Decidedly heroes, in composer Jimmy López’s view. He made a strong case for them in his evocative world premiere oratorio “Dreamers,” featuring a sensitive libretto by Nilo Cruz. With the amazing maestro Esa-Pekka Salonen conducting, the 41-minute oratorio was unreeled at Zellerbach Hall March 17.

“Dreamers” traces all migrants, from pre-history around the world, in an abstract story-telling. As it turns to the specific plight of the Dreamers and their followers across our frontiers today, it becomes highly emotional, in a way that few new works today are oriented. The gradual transition from detachment to keen involvement is brilliantly negotiated by López-Cruz with texts both English and Spanish. By the end, the solo soprano, often voicing a child making a hazardous  crossing with detention and isolation awaiting across the border, is immersed in anguish, anger and frustration, with the large chorus of some 90 echoing her phrases.

This is a magnetic, visceral work intertwined with the heated politics of today. Berkeley is an ideal locale to voice these sympathies, as this campus has a current enrollment of some 500 Dreamers, the name given to long-residing immigrant DACA youths who are in the US but stuck in a legal limbo of great uncertainty and threatened deportation. (‘Dreamers’ is a very misleading term for these Cal students; the academic pressure on one and all hardly allows idle time for lah-di-dah dreaming!)

The musical style of Peruvian-born López, a 40-year-old Berkeley Ph.D. grad, is tonal and post-Stravinskian, with strong rhythmic emphasis. The vocals are punctuated by surging orchestral thrusts led by the large percussion group.

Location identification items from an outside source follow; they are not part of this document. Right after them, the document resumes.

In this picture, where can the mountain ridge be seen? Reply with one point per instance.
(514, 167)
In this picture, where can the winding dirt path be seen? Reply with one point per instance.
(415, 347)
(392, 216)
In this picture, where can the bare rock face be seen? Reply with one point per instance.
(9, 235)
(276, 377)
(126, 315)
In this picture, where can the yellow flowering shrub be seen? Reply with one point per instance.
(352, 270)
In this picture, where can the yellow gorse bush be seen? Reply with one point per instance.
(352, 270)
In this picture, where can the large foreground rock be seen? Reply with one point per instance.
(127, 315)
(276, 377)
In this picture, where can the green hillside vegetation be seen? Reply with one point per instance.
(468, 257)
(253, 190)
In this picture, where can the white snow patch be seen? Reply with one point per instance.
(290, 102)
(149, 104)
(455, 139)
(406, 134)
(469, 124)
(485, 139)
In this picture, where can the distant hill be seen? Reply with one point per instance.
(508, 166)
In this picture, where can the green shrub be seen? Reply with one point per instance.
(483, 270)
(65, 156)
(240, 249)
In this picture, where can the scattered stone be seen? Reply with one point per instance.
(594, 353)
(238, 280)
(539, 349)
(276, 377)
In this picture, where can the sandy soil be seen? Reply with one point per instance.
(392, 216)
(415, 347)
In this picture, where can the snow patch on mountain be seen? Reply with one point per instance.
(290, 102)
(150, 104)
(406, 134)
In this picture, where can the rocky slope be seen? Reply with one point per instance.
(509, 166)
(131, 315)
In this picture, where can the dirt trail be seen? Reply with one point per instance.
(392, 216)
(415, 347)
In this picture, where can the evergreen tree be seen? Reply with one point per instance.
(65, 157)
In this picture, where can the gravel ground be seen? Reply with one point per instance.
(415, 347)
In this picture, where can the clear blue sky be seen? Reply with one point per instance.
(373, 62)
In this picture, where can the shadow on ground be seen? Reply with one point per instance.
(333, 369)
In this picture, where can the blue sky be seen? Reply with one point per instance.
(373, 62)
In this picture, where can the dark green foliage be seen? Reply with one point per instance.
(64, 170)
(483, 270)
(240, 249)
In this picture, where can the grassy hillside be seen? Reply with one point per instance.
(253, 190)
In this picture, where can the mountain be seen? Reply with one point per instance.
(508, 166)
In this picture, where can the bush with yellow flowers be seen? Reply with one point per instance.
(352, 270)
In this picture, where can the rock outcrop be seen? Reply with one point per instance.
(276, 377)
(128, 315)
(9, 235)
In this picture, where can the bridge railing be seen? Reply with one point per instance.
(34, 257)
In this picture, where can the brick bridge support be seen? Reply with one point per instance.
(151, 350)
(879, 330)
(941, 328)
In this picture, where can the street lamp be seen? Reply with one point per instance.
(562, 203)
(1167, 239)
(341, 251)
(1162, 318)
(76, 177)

Indeed, the orchestra itself (London’s elite Philharmonia) was needlessly large.

The opus made a powerful impression, particularly with its gradual turn from impassiveness to bitterness over mistreatment of migrants.

Leading the performance March 17 were paired stars. Apart from the vigorous Principal Guest Conductor Salonen, who prepares his ensembles meticulously, the premiere featured the stunning spinto soprano Ana Maria Martinez from Puerto Rico, where neglected storm survivors embody yet another chapter of human despair.

Vocally, Martinez has a broad range, a high top, great projection and secure pitch. Her artistry unfolded lustrously as the oratorio’s emotional intensity accelerated. By the final curtain, “Dreamers” resonated like an operatic tragedy.

The combined choruses of Volti and UC Berkeley were effective, though the upstage placement dulled their impact. This premiere unleashed a four-minute ovation.

Love it or hate it, the oratorio explores the issue from the perspective of the dreamer-migrant eloquently, sympathetically, incisively. The challenge is to hear it not as a political manifesto but as a musical work that speaks from the heart, telling of “children smuggled out because they didn’t deserve to be killed” in their crime-torn land of origin.

The presentors at Cal Performances pulled out all the stops for their commission, offering a complimentary post-concert reception for all comers to meet the artists. “Dreamers” was also scheduled for Stanford University and,  later, the Houston Symphony.

On any other night, the headlines would have been about Salonen’s extraordinary leadership in the complete Stravinsky “Firebird” ballet music. This is a problematic, drawn-out piece that, for the first time, spoke to this listener with unique eloquence (Most orchestras prefer the concise subsequent chamber-orchestra revision of “Firebird,” only half as long but adding unique orchestral touches including the Kastchei “bang”). The crisp interpretation with ear-carressing incipits (i.e., starts) and countless dynamic gradations by Salonen and his virtuoso orchestra brought new meaning and articulation to this great example of orchestration and Eastern exoticism.